Benjamin de Wit, initiator of the Immersive Tech week, originally trained as an actor. “I played with Toneelgroep Amsterdam for six years. When I stopped acting I became active in the online world. At one point I put on VR glasses, and I immediately saw an analogy with the stage. It is an artificial world in which the audience is not looking at me, but where I am the audience. This turns everything upside down, this is the future!”

That idea first led to the idea of making a theater performance with VR, but that eventually became a full event, the first edition of the Dutch VR Days in 2015. “VR has been used in all kinds of disciplines for quite some time, so we could we bring people together from various sectors, from healthcare and art to industry and science.”

Progressive

Initially, the Dutch VR Days were set up as a one-off event, but the influx was so great, with visitors from ten different countries, that new editions soon came into view. “In that world you have to deal with very innovative, progressive people, I wanted to do something with that. And that became organizing a moment for those people to meet each other.”

In recent years, this has grown into an event that covers the full breadth of the field, from industries to art and museums, with practical applications, established providers and start-ups. “The common thread is the desire to investigate VR storytelling.” This year, for example, will focus on two creative projects involving film and dance.

Church of VR

“Creativity and innovation are the driving force behind the event, and we want to cover the subject in its entirety,” he says. For this, visitors can go to sixty substantive sessions, or the Church of VR, where 24 creative works are shown. There is also a funding market where talent is linked to funding. There is also a playground that is open to the general public. “Due to the Metaverse hype, now is the time to go beyond just business to business.

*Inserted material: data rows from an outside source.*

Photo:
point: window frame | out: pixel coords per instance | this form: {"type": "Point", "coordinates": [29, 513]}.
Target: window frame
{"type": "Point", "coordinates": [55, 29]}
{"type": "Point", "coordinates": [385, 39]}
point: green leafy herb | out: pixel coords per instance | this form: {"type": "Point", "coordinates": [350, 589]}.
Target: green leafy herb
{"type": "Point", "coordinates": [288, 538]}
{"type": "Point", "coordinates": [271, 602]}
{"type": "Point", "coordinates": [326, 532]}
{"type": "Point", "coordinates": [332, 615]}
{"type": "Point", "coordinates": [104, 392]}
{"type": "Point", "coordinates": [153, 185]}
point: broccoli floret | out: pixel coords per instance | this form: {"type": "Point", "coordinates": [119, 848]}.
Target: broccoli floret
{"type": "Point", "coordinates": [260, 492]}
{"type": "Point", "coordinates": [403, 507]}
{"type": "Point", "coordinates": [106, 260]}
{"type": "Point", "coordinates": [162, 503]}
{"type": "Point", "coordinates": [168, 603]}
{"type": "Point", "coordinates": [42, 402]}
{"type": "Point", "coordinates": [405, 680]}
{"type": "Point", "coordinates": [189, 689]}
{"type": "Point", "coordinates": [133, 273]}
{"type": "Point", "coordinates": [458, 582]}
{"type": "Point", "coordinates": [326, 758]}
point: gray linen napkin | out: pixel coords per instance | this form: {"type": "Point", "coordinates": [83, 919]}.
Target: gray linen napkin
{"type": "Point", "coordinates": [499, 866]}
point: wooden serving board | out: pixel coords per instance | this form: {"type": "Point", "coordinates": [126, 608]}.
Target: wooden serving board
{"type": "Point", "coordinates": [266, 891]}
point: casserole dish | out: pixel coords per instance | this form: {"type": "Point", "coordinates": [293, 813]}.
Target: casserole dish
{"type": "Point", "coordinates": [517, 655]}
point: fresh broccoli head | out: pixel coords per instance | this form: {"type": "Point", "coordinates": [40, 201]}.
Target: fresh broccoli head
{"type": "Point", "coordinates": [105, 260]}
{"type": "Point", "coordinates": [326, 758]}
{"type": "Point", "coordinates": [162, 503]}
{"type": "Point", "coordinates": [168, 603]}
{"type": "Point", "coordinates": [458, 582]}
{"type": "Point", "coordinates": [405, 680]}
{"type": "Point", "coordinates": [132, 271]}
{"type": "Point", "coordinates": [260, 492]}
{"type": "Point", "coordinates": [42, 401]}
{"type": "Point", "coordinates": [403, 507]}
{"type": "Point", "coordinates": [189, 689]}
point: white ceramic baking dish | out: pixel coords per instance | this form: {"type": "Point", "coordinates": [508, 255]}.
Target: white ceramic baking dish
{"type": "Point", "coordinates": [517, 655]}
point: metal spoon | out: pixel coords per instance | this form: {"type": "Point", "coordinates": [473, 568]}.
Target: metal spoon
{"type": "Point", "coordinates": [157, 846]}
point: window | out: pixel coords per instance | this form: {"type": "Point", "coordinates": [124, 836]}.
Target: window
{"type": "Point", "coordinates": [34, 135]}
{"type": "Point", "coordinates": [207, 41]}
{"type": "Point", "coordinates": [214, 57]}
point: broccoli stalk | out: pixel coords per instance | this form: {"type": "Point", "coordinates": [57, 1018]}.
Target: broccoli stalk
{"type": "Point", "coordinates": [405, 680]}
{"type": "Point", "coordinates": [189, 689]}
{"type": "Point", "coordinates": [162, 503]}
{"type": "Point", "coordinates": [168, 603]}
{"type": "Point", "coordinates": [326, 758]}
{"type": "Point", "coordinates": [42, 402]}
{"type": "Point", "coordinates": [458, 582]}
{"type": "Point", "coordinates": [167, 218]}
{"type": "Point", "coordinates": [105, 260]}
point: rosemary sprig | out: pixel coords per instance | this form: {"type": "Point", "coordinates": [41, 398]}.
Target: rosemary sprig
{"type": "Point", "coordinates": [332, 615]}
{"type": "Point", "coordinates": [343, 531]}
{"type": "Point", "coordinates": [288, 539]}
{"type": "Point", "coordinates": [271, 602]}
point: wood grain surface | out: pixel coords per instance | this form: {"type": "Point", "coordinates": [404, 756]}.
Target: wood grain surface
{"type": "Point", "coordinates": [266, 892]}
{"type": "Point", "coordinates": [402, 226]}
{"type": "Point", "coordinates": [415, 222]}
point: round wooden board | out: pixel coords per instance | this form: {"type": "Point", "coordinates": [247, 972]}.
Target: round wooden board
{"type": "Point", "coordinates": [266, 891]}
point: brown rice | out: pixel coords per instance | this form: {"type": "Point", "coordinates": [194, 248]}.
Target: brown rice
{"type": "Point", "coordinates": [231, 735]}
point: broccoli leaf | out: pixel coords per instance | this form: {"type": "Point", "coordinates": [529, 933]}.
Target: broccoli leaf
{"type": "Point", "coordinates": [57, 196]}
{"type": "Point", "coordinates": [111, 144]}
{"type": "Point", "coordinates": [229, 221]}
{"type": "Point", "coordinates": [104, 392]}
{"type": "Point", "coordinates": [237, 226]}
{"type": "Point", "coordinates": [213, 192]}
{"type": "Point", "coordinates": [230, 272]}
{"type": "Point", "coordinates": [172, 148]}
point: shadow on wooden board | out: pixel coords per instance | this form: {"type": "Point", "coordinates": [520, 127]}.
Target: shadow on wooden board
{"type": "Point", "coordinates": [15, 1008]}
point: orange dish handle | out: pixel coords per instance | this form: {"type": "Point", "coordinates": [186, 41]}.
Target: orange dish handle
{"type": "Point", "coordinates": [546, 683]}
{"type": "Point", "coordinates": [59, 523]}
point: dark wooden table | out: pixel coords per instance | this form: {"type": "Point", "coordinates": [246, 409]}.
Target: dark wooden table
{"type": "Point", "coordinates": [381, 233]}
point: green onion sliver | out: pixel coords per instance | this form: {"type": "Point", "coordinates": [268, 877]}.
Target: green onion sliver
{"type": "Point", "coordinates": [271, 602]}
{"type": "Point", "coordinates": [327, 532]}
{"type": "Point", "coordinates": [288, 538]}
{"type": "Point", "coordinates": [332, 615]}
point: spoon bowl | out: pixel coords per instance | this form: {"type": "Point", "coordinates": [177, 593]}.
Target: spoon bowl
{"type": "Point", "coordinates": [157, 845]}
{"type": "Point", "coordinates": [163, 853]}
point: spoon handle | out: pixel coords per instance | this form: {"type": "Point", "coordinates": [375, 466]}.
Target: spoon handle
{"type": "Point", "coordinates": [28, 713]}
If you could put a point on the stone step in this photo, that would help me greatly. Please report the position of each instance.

Benjamin de Wit has been working on this subject since 2015, which makes him one of the pioneers in the field of VR in the Netherlands. He himself is a bit more modest about this: “At that moment I even thought that we were already too late!” He has seen the market change considerably in those years. “The most important change in my view is free roaming, so moving through space with good hand and eye tracking.”

Expanding

According to him, a limitation is still the relatively clumsy hardware, such as large headsets. “Progress in this area is still limited. Distribution can also be improved. But what you do see is that in areas where VR has existed for some time, the applications are only getting more and better. It may be slow, but it continues steadily, it is expanding more and more, especially in professional applications.”

The Metaverse will also be discussed in Rotterdam. “But actually that has always been a subject of the region, but it was not called that at the time. So the concept of interconnected worlds is not new.”

He concludes: “I hope that after visiting the Immersive Tech Days, people will realize that much more is possible than they previously thought. Me That they go home with a sea of possibilities and inspiration, whether it’s for an operating room, the police or a game. It’s fundamentally different from working on your phone or computer. It is a new media universe.”